Being "in" with Imus's zany crew is pretty intoxicating, evidently. It occurs to me that the appeal of Don Imus for some people is pretty similar to the appeal of George W. Bush for some people, even supposed skeptical and jaded reporters and columnists. Both Imus and Dubya come off as confident, tough-talking, shoot-from-the-hip Westerners. Just looking at Tom Oliphant (slight, bespectacled, visibly part of the East Coast intelligentsia), I can envision his being star-struck in the presence and good graces of a Don Imus. And maybe even a little intimidated, afraid to risk falling out of those good graces.

The appeal of frat-house camaraderie, the pleasures of “talking shit”—you’d think people would outgrow it. Not all of us do. Lately I find myself flashing back pretty often to college days and the needling conversations we used to have in my predominantly male circle. For better or worse, I miss that stuff. The inside jokes, the private language, “just kidding” (but not really), “just between us” (but not really). The political incorrectness of it is not the part I most miss, but it is a part of it that I used to accept, back in the day.

Imus tries to have his cake and eat it too, along a number of dimensions. Eugene Robinson of the Washington Post points out that being a shock jock and being a respectable political commentator are incompatible. Imus’s show gives listeners the ingratiating feeling that he’s saying something shocking, something that shouldn’t be repeated outside present company—forgetting for a moment that it’s being broadcast live to hundreds of thousands of listeners. And many have pointed out how, repeatedly, Imus has transgressed, then grudgingly repented, then transgressed again. He occupies a no-man’s land between nice and naughty, reliable and volatile. (Again, like Dubya, who for all his righteousness likes to play the semi-reformed rogue occasionally.) Even this week, he apologizes with one breath then makes veiled threats with the next.

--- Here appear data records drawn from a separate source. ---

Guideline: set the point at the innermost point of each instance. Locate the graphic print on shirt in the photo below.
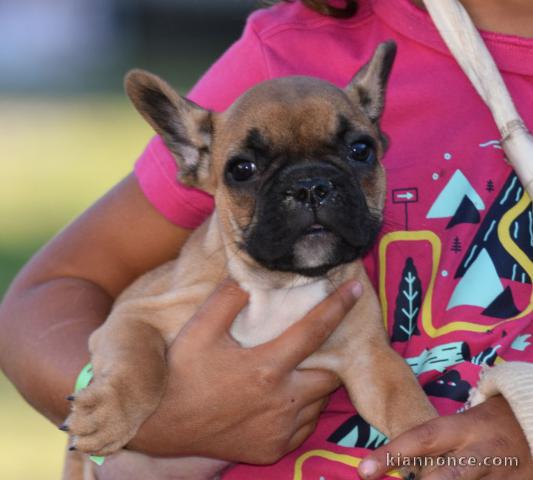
(357, 433)
(450, 385)
(458, 201)
(439, 358)
(408, 303)
(501, 249)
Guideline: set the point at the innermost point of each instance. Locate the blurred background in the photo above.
(68, 133)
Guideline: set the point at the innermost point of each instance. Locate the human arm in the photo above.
(485, 435)
(66, 291)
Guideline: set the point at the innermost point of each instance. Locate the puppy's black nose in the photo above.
(311, 191)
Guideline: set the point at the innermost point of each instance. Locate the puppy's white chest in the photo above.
(270, 312)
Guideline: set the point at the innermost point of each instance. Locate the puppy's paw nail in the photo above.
(368, 468)
(357, 290)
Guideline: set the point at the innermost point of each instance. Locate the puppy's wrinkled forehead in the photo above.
(296, 114)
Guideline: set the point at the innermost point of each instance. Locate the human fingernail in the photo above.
(368, 468)
(357, 290)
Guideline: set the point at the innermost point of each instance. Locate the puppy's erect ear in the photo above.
(185, 127)
(367, 87)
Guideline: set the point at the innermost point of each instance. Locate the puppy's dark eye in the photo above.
(361, 152)
(242, 170)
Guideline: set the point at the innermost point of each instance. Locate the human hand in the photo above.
(474, 442)
(242, 404)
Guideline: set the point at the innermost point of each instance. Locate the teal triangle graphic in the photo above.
(452, 195)
(351, 439)
(480, 284)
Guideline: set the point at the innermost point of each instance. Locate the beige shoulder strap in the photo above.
(467, 46)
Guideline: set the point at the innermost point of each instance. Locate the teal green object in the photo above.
(84, 378)
(452, 195)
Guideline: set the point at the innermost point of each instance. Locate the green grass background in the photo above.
(57, 155)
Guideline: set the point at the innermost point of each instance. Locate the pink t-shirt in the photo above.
(453, 264)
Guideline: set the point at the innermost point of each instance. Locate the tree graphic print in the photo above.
(408, 304)
(456, 245)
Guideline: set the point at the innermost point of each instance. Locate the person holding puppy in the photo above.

More from Eugene Robinson—I found this a compelling description of the appeal of talk radio:

Drive-time radio has become a free-fire zone, a forum for crude and objectionable speech that would be out of bounds anywhere else. There's an intimacy about radio. The medium creates the illusion of privacy -- it's just the jock and his or her entourage speaking to you, the listener, alone in your car where nobody else can hear.

Maybe, in your heart of hearts, you think some of those stereotypes are true -- about black people, or white people, or Latinos or Asians. Somewhere on the radio dial you'll find some jock who not only agrees but is willing to say so out loud, willing to ridicule those "others" and thus cut them down to size. You can have all your prejudices confirmed on your way to work. It's almost like putting on a suit of psychological armor. [emphasis mine]


Two months ago when I was writing about FM radio, I thought about the power of radio as a medium, the sense of intimacy that it carries. I also thought about the advent of shock jocks reflecting a movement in which that intimacy was exploited for unfortunate ends. (I had in mind Howard Stern as well as the Greaseman, a Washington-area DJ who eventually met a premature career death due to his fondness for racist jokes.)